HypocrisyQuotes About Hypocrisy
HYPOCRISY.
Oh, for _a forty-parson power_ to chant Thy praise, Hypocrisy! Oh, for a hymn Loud as the virtues thou dost loudly vaunt, Not practise! _Don Juan, Canto X_. LORD BYRON. For neither man nor angel can discern Hypocrisy, the only evil that walks Invisible, except to God alone, By his permissive will, through heaven and earth. _Paradise Lost, Bk. III_. MILTON. Away, and mock the time with fairest show; False face must hide what the false heart doth know. _Macbeth, Act i. Sc. 7_. SHAKESPEARE. O serpent heart, hid with a flowering face! Did ever a dragon keep so fair a cave? _Romeo and Juliet, Act iii. Sc. 2_. SHAKESPEARE. Dissembling courtesy! How fine this tyrant Can tickle where she wounds! _Cymbeline, Act i. Sc. 1_. SHAKESPEARE. She that asks Her dear five hundred friends, contemns them all, And hates their coming. _The Task, Bk. II_. W. COWPER. He seemed For dignity composed and high exploit: But all was false and hollow. _Paradise Lost, Bk. II_. MILTON. He was a man Who stole the livery of the court of Heaven To serve the Devil in. _Course of Time, Bk. VIII_ R. POLLOK. The Devil can cite Scripture for his purpose. An evil soul, producing holy witness, Is like a villain with a smiling cheek, A goodly apple rotten at the heart. O, what a goodly outside falsehood hath! _Merchant of Venice, Act i.

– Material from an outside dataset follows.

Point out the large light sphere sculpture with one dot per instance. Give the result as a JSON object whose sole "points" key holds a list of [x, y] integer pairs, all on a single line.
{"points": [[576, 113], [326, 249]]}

Sc. 3_. SHAKESPEARE. But then I sigh, and with a piece of Scripture Tell them that God bids us do good for evil: And thus I clothe my naked villany With odd old ends stol'n forth of holy writ, And seem a saint when most I play the devil. _King Richard III., Act i. Sc. 3_. SHAKESPEARE. O villain, villain, smiling damnèd villain! My tables,--meet it is I set it down, That one may smile, and smile, and be a villain. _Hamlet, Act i. Sc. 5_. SHAKESPEARE. That practised falsehood under saintly shew, Deep malice to conceal, couched with revenge. _Paradise Lost, Bk. IV_. MILTON. Built God a church, and laughed his word to scorn. _Retirement_. W. COWPER. And the devil did grin, for his darling sin Is pride that apes humility. _The Devil's Thoughts_. S.T. COLERIDGE. O, what may man within him hide, Though angel on the outward side! _Measure for Measure, Act iii. Sc. 2_. SHAKESPEARE. 'Tis too much proved--that with devotion's visage And pious action we do sugar o'er The devil himself. _Hamlet, Act iii, Sc. 1_. SHAKESPEARE. I waive the quantum o' the sin, The hazard of concealing: But, och! it hardens a' within, And petrifies the feeling. _Epistle to a Young Friend_. R. BURNS.